Léon-Joseph-Florentin Bonnat was born in Bayonne in 1833 and lived for many years in Madrid where his father owned a bookshop. He began his artistic education under Charles Sarvy, his maternal uncle, by whom he was taught an appreciation of the Spanish masters Velasquez, Murillo and Zurbaran. The young artist attended classes at the Royal Academy of San Fernando in Madrid for a short time before moving to Paris to study at the École des Beaux-Arts.
At the École, Bonnat enrolled in the atelier of Leon Coignet where he first made the acquaintance of Jules LeFèbvre and Tony Robert-Fleury, two Academic artists who were frequent contributors to the Salon and the three would remain lifelong friends.

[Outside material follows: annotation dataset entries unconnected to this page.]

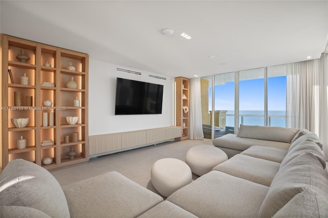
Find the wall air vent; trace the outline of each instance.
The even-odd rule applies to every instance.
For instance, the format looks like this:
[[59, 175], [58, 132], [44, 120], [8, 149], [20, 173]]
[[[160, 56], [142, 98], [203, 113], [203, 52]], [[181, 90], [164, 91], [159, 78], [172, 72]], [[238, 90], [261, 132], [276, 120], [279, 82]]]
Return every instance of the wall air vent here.
[[148, 74], [148, 76], [149, 77], [155, 78], [155, 79], [163, 79], [164, 80], [166, 80], [166, 78], [162, 77], [161, 76], [155, 76], [154, 75]]
[[116, 71], [120, 71], [120, 72], [125, 72], [125, 73], [133, 73], [133, 74], [141, 75], [141, 73], [140, 73], [140, 72], [137, 72], [136, 71], [130, 71], [130, 70], [123, 69], [122, 68], [116, 68]]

Bonnat made his Salon debut in 1857 and that same year, he took second place in the Prix de Rome, the École's most prestigious annual competition. He later rose to prominence as the most celebrated portrait painters of the Third Republic. Bonnat won a number of state-sponsored commissions, the most important of which was the cycle of paintings that now adorn the interior of the Pantheon in Paris.
Like William Bouguereau, who was Bonnat's contemporary and reputed rival, Bonnat was ultimately elected to the Académie and became a professor at the École des Beaux-Arts. Among his students were Raoul Dufy, Georges Braque, Henri Matisse and Henri de Toulouse-Lautrec (who the older artist reputedly did not care for). In 1905, Bonnat became Directeur of the École des Beaux-Arts.